I have an assignment for my linear Algebra II course which prompts me to disprove the following statement. Let $ A, B \in M_{n}\mathbb{(R)} $ be two matrices. $AB \in O(n) \implies A, B \in O(n) $. It's pretty clear that it isn't true as soon as you realize that $AA^{-1} = \mathbb{I_{D}} \in O(n)$ but $A$ isn't necessarily orthogonal. Nonetheless, another line of reasoning gave me a surprising result.

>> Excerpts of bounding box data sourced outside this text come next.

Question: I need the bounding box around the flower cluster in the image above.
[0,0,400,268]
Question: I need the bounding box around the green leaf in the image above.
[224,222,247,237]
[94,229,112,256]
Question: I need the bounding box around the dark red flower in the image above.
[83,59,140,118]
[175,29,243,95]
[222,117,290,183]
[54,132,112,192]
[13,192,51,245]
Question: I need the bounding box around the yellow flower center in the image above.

By applying the definition of orthogonal matrices, and got: $AB \in O(n) \iff (AB)^{T}AB = \mathbb{I_{D}} $ and $ (AB)^T = (AB)^{-1} $ which implies that $A$ and $ B$ are invertible. Let $C = BB^T $ and consider:
$\begin{gather} (AB)(AB)^{T} &= \mathbb{I_{D}} \\ \iff(AB)B^{T}A^{T} &= \mathbb{I_{D}} \\ \iff A(BB^{T})A^{T} &= \mathbb{I_{D}} \\ \iff ACA^{T} &= \mathbb{I_{D}} \\ \end{gather}$
Since $ A$ is invertible, it follows that $A^T$ is invertible as well. Let $ D^{-1} = A^T$. Therefore, we get that:
$\begin{gather} ACD^{-1} &= \mathbb{I_{D}} \\ \end{gather}$
Which implies that $ C $ is similar to the identity matrix, and therefore that $B \in O(n) \implies A \in O(n)$. Can anyone point me where I'm wrong ? Probably made a wrong assumption without seeing it.